What's the prize? From Cooper's standpoint, the prize is ownership. "I would like to see African American business owners own our brands and property. The United States is a capitalistic society, and our key essence of power is land and property. And so, we have to be in the business of acquiring properties whether industrial, residential, or commercial."

Cooper's additional point of concern as the curtain closes on his tenure is the notion that "no job in America is sacred." "Businesses that don't pivot, run the risk of becoming extinct. Think about Blockbusters. Think about Montgomery Wards and Circuit City." He elaborates further, "Think industrial industry — in the late 80s, the pager industry was booming. Then cell phones came and killed that. The cell phone started with charging by the minute. Then it went to plans.

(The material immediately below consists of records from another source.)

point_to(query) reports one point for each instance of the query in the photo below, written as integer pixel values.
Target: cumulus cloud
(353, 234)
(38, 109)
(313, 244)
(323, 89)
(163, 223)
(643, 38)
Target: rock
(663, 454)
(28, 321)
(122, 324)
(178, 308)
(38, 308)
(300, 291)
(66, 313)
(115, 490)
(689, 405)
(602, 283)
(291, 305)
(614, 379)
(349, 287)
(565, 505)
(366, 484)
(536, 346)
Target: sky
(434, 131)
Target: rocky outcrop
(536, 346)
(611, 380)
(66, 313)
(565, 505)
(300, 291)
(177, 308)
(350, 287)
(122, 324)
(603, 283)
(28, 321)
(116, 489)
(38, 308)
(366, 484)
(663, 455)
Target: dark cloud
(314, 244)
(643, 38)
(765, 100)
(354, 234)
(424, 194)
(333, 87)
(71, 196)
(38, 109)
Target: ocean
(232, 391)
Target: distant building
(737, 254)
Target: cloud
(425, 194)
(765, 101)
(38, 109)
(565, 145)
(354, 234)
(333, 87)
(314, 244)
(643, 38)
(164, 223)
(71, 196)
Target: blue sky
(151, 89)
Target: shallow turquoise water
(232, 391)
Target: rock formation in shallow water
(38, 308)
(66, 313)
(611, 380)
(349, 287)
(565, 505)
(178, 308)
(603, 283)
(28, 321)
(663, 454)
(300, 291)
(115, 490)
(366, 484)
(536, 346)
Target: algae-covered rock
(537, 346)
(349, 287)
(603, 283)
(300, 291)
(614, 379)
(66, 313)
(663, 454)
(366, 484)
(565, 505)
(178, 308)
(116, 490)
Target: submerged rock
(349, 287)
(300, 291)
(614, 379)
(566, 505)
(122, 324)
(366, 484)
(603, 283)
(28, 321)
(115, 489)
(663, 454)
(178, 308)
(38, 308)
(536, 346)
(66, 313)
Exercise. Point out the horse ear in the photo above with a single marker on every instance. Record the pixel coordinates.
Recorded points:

The banking industry went from doing banking in-person to doing business through a mobile app."

To Cooper's point, just as the fifty-year-old organization acclimated itself to creative ways of continuing to engage its constituency following the COVID-induced pivot, they are preparing for yet another. This time at the helm as their President/CEO passes the baton on to board-appointed Interim President Sarah Harris.

Harris, who currently serves as publisher of Suite Life SoCal magazine, has worked closely with the BBA and Cooper for more than twenty years. And as Harris prepares to take center stage on January 1, 2022, she does so with Cooper's blessing and enthusiastic support.

In this transition, Cooper leaves us with three things to consider: one, we still face systemic racism, and its impact on Black businesses; two, "A main focus for the BBA must be helping African Americans to become stronger and more unified;" and three, because the future of the world is the youth, we have to help young entrepreneurs grow strong businesses with our guidance.

We thank Earl "Skip" Cooper, II for more than four decades of selfless service and look forward to the BBA's next chapter under the leadership of Sarah Harris.